On a recent day when the rain had stopped we walked up to the top of Gediminas Hill, the old fort next to the cathedral. Some slippery cobblestones, but we and many others made it on a pleasant, almost sunny late afternoon.





And we went home on New Year's Day to enjoy the BBC's presentation of the Edinburgh Military Tattoo, the famous gathering of pipes and drums and bands.

A few days ago Liz said I had to go see a doctor. I'd been coughing through much of the night, and, of course, neither of us has any other bedroom to escape to. One of our church members is married to a doctor and they live close by. I called and even though she was on vacation she said come on over. She decided I should have an antibiotic as well as some strong cough medicine, and in the five days since then I've been better and better. Hope to be perfect soon. . .

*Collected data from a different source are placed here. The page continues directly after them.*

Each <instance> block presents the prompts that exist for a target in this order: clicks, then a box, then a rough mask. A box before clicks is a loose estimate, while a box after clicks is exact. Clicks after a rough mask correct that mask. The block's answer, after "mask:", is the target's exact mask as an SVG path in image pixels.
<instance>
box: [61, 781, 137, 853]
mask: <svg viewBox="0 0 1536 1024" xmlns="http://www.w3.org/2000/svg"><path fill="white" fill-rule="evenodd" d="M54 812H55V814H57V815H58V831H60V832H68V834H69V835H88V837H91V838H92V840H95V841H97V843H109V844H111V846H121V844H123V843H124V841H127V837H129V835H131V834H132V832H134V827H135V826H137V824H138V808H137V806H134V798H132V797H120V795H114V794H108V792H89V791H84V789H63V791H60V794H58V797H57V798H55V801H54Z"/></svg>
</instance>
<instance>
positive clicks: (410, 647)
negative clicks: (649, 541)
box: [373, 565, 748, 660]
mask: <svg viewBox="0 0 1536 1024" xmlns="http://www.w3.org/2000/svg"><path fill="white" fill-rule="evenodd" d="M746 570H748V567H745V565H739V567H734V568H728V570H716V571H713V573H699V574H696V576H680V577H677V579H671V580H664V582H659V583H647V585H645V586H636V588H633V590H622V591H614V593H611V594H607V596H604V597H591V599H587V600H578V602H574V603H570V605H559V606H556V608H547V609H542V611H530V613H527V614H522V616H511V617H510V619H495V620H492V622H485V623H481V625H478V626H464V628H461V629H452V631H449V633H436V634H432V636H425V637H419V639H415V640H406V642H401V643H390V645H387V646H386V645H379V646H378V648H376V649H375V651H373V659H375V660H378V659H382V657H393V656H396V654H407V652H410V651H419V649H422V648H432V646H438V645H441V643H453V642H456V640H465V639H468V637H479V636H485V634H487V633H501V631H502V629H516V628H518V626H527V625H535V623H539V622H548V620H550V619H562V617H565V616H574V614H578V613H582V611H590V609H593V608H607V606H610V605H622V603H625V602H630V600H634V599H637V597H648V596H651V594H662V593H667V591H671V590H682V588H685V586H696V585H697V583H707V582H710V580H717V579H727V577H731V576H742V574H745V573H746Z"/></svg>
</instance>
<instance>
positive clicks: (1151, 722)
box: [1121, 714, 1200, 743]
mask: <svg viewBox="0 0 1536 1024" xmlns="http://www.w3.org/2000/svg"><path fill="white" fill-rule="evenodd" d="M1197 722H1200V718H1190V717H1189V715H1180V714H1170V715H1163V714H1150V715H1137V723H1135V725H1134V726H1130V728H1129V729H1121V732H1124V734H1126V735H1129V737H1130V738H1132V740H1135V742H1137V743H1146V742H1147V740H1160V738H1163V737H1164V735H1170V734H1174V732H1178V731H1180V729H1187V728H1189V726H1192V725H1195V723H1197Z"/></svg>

Well, we are sure that after some low moments of SAD and PAD we are getting back to RAD: "recovering and discovering," enjoying for the all-too-brief time we have here the good friends and sidestreet delights that make it so worthwhile to be spending winter in Vilnius.

1 comment:

  1. oh, the RAD shines through, dad. i mean DAD. and it's nice to hear about all of it, not just the pretty bits. it is lovely how many people are out walking in that town!!